To cite the package, use either of these two references:
* Krijthe, J. H. (2016). RSSL: R package for Semi-supervised Learning. In B. Kerautret, M. Colom, & P. Monasse (Eds.), Reproducible Research in Pattern Recognition. RRPR 2016. Lecture Notes in Computer Science, vol 10214. (pp. 104–115). Springer International Publishing. https://doi.org/10.1007/978-3-319-56414-2_8. arxiv: https://arxiv.org/abs/1612.07993
* Krijthe, J.H. & Loog, M. (2015). Implicitly Constrained Semi-Supervised Least Squares Classification. In E. Fromont, T. de Bie, & M. van Leeuwen, eds. 14th International Symposium on Advances in Intelligent Data Analysis XIV (Lecture Notes in Computer Science Volume 9385). Saint Etienne. France, pp. 158-169.
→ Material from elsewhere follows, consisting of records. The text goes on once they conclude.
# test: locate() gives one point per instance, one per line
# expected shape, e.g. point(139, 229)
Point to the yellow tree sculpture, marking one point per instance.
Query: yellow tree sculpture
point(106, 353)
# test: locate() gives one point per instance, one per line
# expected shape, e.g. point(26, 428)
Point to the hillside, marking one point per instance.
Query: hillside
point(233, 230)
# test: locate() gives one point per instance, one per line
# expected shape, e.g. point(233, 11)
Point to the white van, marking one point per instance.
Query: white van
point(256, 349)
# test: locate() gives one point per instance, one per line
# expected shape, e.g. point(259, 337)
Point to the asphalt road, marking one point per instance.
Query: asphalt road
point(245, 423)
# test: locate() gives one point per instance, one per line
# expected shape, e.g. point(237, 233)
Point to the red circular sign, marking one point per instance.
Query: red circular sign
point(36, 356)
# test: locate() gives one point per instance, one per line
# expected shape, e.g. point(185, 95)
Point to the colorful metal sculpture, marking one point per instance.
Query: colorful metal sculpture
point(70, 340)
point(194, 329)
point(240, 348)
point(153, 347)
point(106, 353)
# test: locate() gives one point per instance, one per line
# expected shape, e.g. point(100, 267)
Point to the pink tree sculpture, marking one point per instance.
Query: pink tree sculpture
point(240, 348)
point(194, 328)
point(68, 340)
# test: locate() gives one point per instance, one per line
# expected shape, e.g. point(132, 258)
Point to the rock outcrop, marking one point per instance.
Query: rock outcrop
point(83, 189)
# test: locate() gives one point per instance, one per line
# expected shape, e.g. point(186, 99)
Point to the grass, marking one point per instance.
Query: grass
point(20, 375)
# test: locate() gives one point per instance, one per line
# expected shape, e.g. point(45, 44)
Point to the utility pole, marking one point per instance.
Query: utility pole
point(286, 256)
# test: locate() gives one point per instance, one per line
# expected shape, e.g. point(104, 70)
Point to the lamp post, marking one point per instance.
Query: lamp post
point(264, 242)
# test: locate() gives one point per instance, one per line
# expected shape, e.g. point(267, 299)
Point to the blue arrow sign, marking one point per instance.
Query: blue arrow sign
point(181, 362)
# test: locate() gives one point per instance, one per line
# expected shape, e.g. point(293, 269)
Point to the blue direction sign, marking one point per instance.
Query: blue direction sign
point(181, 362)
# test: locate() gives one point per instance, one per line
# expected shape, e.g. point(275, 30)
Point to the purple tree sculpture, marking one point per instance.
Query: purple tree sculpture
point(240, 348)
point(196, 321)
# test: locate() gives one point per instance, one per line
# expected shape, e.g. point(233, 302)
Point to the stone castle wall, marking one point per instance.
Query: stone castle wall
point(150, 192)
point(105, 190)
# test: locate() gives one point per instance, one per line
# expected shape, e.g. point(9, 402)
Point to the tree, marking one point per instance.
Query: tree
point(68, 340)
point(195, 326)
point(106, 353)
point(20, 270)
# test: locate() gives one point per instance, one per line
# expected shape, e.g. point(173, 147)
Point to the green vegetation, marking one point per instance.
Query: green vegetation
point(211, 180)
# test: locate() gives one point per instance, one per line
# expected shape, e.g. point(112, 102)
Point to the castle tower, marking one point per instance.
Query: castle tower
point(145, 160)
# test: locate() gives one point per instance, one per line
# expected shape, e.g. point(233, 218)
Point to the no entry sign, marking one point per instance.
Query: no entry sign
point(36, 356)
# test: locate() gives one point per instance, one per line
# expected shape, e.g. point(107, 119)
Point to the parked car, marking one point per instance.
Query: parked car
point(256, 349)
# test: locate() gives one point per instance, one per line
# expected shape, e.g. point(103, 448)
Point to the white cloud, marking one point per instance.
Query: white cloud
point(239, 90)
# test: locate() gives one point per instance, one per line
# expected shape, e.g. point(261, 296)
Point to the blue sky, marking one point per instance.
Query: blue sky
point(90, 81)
# Installation Instructions
This package available on CRAN. The easiest way to install the package is to use:
```{r, eval=FALSE}
install.packages("RSSL")
```
To install the latest version of the package using the devtools package:
```{r, eval=FALSE}
library(devtools)
install_github("jkrijthe/RSSL")
```
# Usage
After installation, load the package as usual:
```{r results='hide'}
library(RSSL)
```
The following code generates a simple dataset, trains a supervised and two semi-supervised classifiers and evaluates their performance:
```{r example,results='hide',fig.path="tools/"}
library(dplyr,warn.conflicts = FALSE)
library(ggplot2,warn.conflicts = FALSE)
set.seed(2)
df <- generate2ClassGaussian(200, d=2, var = 0.2, expected=TRUE)
# Randomly remove labels
df <- df %>% add_missinglabels_mar(Class~.,prob=0.98)
# Train classifier
g_nm <- NearestMeanClassifier(Class~.,df,prior=matrix(0.5,2))
g_self <- SelfLearning(Class~.,df,
method=NearestMeanClassifier,
prior=matrix(0.5,2))
# Plot dataset
df %>%
ggplot(aes(x=X1,y=X2,color=Class,size=Class)) +
geom_point() +
coord_equal() +
scale_size_manual(values=c("-1"=3,"1"=3), na.value=1) +
geom_linearclassifier("Supervised"=g_nm,
"Semi-supervised"=g_self)
# Evaluate performance: Squared Loss & Error Rate
mean(loss(g_nm,df))
mean(loss(g_self,df))
mean(predict(g_nm,df)!=df$Class)
mean(predict(g_self,df)!=df$Class)
```
# Acknowledgement
Work on this package was supported by Project 23 of the Dutch national program COMMIT.